La transmission du cuir reste l’une des grandes qualités de la série, et progresse d’un cran supplémentaire puisque moins téléguidée que par le passé. Il faut davantage s’appliquer pour trouver receveur, et les frappes, avec une physique de balle plus lourde, manquent plus souvent la cible. Un bon point qui permet à PES 2018 de sortir de certains carcans et scripts, pour aller embrasser l’incertitude avec plus de conviction. Eh oui, on aime quand il faut ramer ! Surtout que les gardiens ont eux aussi revu leur copie. Claquettes et arrêts en deux temps sont légion contre la flopée de chouquettes que l’on peut distribuer, et ce même à bout portant. La main est ferme. Mais, car il y a toujours un mais, les enroulés et balles piquées sont beaucoup trop meurtriers. Surtout les balles piquées, en fait, où le gardien viendra systématiquement mourir à vos pieds sans même lever la main. Le but devient alors une affaire de lob cadré ou non. La version essayée était celle de l’E3, gageons donc que ce genre de comportement sera amélioré d’ici la sortie du jeu, prévue pour le 14 septembre prochain.
Une solide alternative ?
Il fallait au moins ça, cette préparation de trois ans, pour entrapercevoir le sommet de nouveau. Si quelques irritations ici et là (notamment l’arbitre, qui devrait siffler bien plus souvent qu’il ne laisse l’avantage) persistent, PES 2018 a clairement retrouvé une identité en plus de se moderniser et de muscler son jeu, avec un aspect physique prononcé. Mais c’est aussi visuellement qu’un gap est franchi. La modélisation des visages est ahurissante. Le sens du détail dans la reproduction des arènes l’est tout autant. Que ce soit à Anfield, au Camp Nou ou au Signal Iduna Park du Borussia Dortmund, on est sous le charme. La vie au bord du terrain est présente, et le public n’a plus à rougir face à celui de son concurrent. Bien sûr se pose la question des autres enceintes, et surtout des non licenciées. Mais ça, c’est un sujet que l’on abordera lors du test.

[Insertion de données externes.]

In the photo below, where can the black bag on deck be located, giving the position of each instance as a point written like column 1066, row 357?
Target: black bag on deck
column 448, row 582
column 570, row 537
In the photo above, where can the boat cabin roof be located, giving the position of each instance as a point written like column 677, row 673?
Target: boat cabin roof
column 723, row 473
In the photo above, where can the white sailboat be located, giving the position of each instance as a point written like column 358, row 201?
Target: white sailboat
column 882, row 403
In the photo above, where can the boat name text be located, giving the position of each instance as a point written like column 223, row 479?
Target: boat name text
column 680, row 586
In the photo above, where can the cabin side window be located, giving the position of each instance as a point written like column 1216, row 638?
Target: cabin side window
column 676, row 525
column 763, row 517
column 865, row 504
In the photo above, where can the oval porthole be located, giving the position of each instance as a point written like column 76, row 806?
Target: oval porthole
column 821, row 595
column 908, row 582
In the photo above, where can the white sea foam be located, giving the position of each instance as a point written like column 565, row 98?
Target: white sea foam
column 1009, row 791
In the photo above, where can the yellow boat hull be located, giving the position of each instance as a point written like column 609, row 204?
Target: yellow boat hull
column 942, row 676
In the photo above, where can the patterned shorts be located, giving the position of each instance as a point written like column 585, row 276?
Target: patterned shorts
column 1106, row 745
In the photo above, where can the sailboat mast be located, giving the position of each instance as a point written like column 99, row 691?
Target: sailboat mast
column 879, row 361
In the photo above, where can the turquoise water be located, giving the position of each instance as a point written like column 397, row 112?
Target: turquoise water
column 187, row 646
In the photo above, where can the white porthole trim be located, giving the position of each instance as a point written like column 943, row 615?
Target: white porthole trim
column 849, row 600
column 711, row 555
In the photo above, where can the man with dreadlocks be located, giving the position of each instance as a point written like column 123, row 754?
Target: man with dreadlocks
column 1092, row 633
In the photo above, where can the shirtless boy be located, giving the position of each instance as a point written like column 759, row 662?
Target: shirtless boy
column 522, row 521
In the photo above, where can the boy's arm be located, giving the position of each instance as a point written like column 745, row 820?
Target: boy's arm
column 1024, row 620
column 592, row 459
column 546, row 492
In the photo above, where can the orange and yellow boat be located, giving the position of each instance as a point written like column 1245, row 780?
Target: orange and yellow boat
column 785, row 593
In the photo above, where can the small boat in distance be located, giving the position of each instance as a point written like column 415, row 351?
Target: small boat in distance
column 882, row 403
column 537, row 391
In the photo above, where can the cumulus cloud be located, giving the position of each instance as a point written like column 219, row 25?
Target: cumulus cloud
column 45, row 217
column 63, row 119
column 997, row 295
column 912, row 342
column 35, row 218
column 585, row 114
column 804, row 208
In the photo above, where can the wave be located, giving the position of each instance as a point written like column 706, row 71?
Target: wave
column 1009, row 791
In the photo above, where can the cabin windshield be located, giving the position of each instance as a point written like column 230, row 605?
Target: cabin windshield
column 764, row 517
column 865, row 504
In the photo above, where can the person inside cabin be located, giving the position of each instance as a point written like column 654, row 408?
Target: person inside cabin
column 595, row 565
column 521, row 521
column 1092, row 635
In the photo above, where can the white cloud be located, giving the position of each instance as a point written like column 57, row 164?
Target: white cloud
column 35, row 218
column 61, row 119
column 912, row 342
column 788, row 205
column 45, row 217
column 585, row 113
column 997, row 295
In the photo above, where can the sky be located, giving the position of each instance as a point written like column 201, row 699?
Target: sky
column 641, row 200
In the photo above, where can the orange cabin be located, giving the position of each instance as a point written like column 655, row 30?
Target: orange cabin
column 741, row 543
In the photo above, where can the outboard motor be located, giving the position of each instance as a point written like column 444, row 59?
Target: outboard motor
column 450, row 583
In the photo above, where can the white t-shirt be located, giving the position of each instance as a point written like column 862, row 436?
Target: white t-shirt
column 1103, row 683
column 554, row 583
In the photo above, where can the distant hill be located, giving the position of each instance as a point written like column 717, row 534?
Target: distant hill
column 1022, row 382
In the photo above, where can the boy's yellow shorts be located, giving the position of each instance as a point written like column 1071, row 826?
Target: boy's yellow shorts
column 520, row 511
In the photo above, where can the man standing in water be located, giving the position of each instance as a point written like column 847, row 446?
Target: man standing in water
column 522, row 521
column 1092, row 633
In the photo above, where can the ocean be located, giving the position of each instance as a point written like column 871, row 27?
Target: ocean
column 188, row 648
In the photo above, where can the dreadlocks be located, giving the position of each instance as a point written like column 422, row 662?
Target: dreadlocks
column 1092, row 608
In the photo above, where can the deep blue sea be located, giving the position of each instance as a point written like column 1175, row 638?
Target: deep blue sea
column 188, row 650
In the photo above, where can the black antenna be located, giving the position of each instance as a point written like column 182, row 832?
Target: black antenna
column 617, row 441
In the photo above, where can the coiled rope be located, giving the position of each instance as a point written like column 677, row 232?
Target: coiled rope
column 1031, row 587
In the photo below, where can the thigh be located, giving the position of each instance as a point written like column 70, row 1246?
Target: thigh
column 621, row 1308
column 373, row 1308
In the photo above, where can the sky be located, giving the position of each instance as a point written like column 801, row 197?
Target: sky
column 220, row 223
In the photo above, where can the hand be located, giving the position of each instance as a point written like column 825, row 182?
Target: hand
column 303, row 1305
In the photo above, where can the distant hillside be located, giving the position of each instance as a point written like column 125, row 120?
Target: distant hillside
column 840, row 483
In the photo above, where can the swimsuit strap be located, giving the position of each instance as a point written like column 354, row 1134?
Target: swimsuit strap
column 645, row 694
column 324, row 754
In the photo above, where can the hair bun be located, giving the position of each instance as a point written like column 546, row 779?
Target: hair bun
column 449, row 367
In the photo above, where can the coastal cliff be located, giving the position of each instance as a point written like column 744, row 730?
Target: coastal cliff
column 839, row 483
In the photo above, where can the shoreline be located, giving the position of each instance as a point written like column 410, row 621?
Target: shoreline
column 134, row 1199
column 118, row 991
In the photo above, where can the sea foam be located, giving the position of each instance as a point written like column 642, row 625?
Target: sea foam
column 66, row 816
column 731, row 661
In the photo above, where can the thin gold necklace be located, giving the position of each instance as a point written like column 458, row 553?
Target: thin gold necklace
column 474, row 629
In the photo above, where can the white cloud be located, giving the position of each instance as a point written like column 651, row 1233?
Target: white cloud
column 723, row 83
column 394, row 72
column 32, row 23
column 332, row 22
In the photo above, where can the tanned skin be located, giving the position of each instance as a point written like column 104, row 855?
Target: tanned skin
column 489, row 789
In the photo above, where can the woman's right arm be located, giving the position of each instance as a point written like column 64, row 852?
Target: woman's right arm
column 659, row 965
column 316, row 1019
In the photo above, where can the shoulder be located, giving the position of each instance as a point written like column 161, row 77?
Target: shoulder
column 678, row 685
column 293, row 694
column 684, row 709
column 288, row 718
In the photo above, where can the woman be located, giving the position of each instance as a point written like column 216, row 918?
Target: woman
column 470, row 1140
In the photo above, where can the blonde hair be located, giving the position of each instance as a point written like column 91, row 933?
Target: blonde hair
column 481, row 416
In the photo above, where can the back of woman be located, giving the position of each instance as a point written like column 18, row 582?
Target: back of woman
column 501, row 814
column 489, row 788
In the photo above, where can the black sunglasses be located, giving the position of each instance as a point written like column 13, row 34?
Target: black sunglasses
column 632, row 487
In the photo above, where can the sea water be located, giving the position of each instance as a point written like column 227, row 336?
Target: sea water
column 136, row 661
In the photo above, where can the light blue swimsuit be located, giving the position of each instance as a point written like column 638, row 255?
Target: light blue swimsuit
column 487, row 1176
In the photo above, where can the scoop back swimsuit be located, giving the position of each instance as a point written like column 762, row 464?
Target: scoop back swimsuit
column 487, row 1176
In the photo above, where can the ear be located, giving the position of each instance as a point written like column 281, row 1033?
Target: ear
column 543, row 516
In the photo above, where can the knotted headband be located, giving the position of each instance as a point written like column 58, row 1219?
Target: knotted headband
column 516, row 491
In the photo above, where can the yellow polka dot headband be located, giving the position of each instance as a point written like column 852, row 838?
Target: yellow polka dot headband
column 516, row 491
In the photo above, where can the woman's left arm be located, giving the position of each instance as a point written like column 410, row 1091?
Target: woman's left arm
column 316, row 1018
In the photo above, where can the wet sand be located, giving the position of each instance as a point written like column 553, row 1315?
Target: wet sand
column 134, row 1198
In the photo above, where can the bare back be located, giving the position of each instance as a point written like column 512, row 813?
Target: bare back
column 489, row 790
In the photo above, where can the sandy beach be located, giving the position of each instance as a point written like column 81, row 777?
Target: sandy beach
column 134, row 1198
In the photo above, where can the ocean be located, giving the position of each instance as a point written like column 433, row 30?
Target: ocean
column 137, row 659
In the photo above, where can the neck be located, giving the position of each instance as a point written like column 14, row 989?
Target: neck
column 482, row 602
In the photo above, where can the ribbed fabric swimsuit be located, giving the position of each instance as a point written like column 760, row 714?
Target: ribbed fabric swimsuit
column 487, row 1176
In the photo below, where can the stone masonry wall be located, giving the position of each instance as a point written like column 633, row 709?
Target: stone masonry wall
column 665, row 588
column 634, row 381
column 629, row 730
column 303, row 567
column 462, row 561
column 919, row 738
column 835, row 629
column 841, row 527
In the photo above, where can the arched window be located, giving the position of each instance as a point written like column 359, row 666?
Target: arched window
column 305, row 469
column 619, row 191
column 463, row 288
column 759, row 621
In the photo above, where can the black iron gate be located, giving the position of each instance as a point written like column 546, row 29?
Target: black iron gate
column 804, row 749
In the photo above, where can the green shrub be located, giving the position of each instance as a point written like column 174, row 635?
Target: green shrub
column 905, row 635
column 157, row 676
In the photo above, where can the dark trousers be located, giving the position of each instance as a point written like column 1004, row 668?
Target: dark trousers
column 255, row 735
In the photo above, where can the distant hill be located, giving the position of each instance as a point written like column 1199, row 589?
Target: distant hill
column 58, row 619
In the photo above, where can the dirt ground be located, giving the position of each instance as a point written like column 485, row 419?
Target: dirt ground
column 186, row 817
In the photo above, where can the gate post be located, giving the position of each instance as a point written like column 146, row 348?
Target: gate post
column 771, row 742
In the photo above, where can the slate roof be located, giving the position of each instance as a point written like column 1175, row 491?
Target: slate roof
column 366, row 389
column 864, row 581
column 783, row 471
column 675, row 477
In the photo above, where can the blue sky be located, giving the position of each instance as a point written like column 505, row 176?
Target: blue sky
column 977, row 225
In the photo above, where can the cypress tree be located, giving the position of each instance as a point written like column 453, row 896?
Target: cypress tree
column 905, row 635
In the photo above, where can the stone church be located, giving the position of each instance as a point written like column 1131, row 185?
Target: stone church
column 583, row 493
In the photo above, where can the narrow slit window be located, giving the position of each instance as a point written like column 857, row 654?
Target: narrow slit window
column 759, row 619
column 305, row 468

Il y a aussi ces petites touches, comme un second curseur de sélection de joueur de couleur gris, qui permet de savoir à l’avance quel sportif le jeu va sélectionner lors d’une pression sur L1. Un ajout simple, mais ô combien pratique. La disparition des « pointillés » pour les coups francs et corners, qu’on ne regrette absolument pas, participe aussi à la bonification de ce cru. Et puis il y a cette volonté d’étoffer son offre, avec une refonte de la Master League, le retour de la sélection aléatoire (mode qui propose l’affrontement de deux équipes avec des joueurs de tous bords sélectionnés au hasard), ou ce fameux mode coop (2 vs 2 et 3 vs 3) qui analyse les performances de chacun. Tout est passé au crible. Positionnement, passes interceptées, dribbles tentés et réussis, frappes, etc., tout est déclaré à la mi-temps et à la fin du match, ainsi que hiérarchisé via un système de points, qui permet de savoir qui porte l’équipe ou la tire vers le bas. Le potentiel est énorme, et on peut déjà vous assurer que oui, ça va s’embrouiller sec avec les potos. Ivre, PES 2018 instaure les causeries de vestiaire dans son gameplay. Et on en redemande.